There is a view that diffuse plaques form earlier from the accumulation of amyloid-beta and then evolve over time into dense-core plaques. This model also emphasizes that extracellular amyloid is pathological and leads to inflammation. This model, however, does not adequately explain the occurrence or fate of intraneuronal amyloid, nor does it reveal any relation between the intraneuronal amyloid burden and amyloid plaques. Much experimental evidence has shown that there are different origins of amyloid plaques in the human brain. Diffuse plaques do not contain neuron-derived DNA or cytoplasmic proteins, have nothing to do with neuronal death and lysis, and do not seem to affect local axons or dendrites. Focal plaques contain the residue released by cell lysis after neuronal necrosis, and this surrounds the dense core usually containing neuronal nuclei in the form of spherical clouds. Various staining results have shown that the dense core of focal plaques has a certain resistance to the proteolysis of lysosomal enzymes released during neuronal lysis; they are proteolysis-resistant proteins. Centromeric sequences found in focal plaques represent residual DNA fragments, which are dispersed in plaques after neuronal nuclear degradation [30]. The presence of neuron-derived focal plaques can easily explain the relationship between the increase in Aβ plaques and the decrease in neurons in the cerebral cortex in AD [52]. Our study demonstrates that the number of focal plaques rather than diffuse plaques is associated with more severe cognitive impairment and inflammatory infiltration, and it is more toxic, which further supports the view of different origins. Moreover, the Aβ components of different types of plaque are different. Aβ42 is the main component of plaques, and its aggregation rate is faster than that of Aβ40 [53]. Diffuse plaques and loosely-packed focal plaque material mainly consist of filamentous Aβ42, whereas plaque cores are made of both Aβ40 and Aβ42.

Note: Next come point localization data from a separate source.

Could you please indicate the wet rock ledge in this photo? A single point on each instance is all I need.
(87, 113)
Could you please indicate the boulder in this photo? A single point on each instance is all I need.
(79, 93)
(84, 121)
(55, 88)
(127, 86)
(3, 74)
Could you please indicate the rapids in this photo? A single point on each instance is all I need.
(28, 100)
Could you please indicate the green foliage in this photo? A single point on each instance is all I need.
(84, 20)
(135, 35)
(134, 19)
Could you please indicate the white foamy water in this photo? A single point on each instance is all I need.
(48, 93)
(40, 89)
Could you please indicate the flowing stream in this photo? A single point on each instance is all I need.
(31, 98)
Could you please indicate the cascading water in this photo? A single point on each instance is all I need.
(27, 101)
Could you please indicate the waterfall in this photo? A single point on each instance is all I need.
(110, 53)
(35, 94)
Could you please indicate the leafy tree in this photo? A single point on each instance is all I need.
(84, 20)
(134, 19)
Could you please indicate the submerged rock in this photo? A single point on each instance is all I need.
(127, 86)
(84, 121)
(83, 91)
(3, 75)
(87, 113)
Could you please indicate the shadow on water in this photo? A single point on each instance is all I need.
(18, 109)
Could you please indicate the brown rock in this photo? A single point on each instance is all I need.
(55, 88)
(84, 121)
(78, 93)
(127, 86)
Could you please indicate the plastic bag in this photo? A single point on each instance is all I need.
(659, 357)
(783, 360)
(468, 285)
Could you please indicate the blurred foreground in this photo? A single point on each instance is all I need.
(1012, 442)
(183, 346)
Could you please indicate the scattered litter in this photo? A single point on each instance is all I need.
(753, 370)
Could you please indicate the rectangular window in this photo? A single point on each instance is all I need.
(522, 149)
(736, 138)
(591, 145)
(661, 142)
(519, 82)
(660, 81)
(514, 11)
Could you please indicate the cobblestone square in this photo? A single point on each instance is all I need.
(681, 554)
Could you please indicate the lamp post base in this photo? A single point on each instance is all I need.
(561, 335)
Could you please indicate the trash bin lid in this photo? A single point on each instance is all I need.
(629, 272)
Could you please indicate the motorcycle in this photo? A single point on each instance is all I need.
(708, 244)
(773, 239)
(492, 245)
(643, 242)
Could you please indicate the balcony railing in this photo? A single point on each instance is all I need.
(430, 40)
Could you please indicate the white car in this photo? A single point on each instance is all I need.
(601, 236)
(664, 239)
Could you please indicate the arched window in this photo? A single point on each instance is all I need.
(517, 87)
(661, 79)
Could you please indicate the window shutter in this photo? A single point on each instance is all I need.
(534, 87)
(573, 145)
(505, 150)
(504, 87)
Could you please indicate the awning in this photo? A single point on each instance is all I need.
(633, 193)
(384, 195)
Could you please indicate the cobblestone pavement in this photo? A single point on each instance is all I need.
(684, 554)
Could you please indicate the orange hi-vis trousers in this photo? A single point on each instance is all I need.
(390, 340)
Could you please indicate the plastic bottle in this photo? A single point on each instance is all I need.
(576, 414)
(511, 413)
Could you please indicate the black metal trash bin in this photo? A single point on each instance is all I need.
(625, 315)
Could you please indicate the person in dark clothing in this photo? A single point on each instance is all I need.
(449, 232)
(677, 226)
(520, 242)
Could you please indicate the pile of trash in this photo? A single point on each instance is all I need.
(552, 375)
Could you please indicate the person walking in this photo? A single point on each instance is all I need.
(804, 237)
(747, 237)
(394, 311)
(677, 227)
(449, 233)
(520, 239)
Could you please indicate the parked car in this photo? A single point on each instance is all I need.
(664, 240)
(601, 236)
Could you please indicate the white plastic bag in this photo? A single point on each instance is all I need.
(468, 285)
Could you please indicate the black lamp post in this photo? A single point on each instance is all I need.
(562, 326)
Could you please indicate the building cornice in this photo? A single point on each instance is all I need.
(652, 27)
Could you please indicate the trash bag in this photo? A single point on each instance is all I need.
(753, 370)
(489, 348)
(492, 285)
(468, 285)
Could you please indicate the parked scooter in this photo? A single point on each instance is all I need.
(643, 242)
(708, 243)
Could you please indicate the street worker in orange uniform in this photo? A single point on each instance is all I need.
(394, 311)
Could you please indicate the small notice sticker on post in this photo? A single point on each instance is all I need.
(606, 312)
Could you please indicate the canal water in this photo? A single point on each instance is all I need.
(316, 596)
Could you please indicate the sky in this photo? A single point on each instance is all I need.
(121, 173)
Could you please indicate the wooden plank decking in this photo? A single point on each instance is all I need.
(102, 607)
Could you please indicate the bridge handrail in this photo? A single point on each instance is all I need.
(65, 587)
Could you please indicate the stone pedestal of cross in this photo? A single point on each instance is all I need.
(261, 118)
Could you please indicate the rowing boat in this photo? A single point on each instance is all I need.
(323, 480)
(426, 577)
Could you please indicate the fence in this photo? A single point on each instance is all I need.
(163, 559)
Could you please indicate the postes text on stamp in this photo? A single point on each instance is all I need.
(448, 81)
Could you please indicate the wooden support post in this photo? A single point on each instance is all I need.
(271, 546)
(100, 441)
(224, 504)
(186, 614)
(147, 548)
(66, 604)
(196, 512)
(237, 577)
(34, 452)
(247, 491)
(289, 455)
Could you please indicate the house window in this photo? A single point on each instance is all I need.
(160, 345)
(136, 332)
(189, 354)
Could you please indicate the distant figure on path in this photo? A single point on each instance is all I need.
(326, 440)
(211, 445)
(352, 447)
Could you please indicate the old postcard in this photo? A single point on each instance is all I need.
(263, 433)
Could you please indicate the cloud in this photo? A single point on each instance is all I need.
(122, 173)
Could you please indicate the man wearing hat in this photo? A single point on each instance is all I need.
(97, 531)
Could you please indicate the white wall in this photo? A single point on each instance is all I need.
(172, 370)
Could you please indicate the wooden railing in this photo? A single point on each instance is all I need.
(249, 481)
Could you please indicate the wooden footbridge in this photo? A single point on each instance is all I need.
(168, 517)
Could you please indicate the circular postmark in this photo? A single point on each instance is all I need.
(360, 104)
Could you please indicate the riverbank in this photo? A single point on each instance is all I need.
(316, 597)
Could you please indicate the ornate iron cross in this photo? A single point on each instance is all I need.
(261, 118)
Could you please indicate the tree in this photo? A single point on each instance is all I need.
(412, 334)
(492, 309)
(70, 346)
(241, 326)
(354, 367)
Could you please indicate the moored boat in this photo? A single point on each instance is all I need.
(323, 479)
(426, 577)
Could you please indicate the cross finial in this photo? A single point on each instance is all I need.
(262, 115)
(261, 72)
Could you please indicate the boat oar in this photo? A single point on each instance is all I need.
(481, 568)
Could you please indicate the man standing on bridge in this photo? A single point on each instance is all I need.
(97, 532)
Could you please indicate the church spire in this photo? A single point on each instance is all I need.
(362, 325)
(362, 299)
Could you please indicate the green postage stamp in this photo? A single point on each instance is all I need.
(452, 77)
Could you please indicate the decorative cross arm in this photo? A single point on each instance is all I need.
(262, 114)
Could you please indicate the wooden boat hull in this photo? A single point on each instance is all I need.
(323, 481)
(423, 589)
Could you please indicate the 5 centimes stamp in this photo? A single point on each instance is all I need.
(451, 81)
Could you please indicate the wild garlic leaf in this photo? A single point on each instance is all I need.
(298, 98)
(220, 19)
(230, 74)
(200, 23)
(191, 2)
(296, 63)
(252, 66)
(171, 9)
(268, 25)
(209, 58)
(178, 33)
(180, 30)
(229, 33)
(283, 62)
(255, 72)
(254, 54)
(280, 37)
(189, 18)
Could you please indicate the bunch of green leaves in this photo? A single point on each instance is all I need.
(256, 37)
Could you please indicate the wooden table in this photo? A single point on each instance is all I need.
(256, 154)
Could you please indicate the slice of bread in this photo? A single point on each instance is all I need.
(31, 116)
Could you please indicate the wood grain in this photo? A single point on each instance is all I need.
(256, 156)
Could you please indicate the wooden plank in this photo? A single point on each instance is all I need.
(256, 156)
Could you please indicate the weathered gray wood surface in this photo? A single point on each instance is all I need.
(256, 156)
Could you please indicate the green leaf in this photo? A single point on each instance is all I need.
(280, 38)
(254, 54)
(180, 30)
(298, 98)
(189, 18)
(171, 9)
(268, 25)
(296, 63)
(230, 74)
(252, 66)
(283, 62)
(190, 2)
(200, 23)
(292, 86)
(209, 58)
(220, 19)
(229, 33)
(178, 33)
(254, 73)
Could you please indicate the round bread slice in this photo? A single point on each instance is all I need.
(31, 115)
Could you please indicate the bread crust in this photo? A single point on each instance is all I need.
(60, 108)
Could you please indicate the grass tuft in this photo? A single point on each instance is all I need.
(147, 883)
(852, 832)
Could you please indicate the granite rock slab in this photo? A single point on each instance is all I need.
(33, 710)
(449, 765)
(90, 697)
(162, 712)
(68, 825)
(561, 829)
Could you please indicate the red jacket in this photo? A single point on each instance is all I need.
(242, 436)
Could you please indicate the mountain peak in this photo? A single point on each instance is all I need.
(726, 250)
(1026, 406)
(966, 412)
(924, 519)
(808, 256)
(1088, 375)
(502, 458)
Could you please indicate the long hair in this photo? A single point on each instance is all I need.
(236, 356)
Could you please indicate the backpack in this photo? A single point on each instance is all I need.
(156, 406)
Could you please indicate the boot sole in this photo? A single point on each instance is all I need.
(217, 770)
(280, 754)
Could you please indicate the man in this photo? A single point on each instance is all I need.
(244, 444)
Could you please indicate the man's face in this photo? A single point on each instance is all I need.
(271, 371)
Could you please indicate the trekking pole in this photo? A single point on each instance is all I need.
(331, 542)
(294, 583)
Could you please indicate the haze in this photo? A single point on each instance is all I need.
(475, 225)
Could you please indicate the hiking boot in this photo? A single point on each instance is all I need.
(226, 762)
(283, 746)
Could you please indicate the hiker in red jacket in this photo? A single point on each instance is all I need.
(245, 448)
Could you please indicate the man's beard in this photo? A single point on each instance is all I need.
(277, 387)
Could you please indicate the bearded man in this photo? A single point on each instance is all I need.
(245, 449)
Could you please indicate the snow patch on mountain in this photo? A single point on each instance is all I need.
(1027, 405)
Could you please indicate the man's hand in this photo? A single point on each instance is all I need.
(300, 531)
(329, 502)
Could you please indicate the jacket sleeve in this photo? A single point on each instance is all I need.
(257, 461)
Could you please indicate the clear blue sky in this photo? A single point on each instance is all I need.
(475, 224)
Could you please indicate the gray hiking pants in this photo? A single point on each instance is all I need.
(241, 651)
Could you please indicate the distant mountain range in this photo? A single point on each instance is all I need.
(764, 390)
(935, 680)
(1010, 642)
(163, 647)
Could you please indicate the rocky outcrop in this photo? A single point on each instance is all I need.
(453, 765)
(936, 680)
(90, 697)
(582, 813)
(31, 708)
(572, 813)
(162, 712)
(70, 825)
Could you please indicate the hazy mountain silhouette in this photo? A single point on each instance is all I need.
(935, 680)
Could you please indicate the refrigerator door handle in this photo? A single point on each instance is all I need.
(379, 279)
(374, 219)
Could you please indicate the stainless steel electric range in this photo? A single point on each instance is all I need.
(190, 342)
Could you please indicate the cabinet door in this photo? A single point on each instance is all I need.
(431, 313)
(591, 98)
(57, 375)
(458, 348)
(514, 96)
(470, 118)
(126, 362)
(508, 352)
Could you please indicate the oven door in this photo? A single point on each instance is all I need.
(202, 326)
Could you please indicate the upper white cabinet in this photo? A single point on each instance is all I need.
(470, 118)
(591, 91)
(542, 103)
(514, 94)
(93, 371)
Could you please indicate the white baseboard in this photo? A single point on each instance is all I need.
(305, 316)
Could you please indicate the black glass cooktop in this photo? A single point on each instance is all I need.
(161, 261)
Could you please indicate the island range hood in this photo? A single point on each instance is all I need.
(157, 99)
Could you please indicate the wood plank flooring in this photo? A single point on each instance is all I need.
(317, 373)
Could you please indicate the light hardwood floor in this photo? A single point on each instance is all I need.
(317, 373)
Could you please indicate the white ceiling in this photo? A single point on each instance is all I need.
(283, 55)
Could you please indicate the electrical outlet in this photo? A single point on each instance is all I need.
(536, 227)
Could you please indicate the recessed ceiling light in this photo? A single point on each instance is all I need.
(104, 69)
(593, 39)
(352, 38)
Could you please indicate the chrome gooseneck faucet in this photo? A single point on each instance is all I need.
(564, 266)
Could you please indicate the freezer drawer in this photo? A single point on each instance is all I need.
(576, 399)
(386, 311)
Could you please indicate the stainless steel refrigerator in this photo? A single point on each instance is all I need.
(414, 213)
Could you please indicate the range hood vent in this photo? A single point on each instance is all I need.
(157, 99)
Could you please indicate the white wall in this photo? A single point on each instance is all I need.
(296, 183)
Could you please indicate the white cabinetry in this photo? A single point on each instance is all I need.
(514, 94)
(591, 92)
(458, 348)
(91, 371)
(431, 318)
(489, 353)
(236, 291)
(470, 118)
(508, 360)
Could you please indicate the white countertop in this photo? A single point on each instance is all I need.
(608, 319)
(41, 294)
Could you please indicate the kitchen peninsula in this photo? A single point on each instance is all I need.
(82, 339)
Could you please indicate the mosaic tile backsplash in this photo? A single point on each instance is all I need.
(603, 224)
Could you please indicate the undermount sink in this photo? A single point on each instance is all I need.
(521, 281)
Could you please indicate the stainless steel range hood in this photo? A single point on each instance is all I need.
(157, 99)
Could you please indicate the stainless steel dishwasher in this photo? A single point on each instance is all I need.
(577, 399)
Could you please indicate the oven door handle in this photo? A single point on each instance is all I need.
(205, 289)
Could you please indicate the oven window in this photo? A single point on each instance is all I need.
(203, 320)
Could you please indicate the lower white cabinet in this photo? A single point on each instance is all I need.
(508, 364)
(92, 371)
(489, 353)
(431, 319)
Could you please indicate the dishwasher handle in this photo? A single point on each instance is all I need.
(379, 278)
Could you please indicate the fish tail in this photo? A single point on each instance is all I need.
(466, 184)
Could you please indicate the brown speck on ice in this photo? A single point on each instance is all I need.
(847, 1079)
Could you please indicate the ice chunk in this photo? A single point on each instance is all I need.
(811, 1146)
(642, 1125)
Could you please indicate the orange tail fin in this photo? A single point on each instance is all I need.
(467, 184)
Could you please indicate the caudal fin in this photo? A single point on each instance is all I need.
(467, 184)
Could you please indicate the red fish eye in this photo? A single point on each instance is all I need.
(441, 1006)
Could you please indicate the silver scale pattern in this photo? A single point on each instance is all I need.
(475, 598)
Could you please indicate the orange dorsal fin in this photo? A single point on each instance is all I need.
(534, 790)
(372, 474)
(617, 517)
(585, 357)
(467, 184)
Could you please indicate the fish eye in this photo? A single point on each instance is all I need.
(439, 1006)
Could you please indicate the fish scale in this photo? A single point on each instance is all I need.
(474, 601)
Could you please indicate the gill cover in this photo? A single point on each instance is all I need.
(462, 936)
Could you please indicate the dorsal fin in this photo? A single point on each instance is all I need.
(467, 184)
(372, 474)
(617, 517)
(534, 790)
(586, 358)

The neuropathological changes in AD are associated with focal Aβ plaques rather than diffuse Aβ plaques in the hippocampus. More importantly, focal Aβ plaques rather than all forms of plaque in the hippocampus are positively correlated with recognition dysfunction. Moreover, compared to diffuse Aβ plaques, focal Aβ plaques are more associated with neuroinflammation, regardless of the innate immune response or adaptive immune response.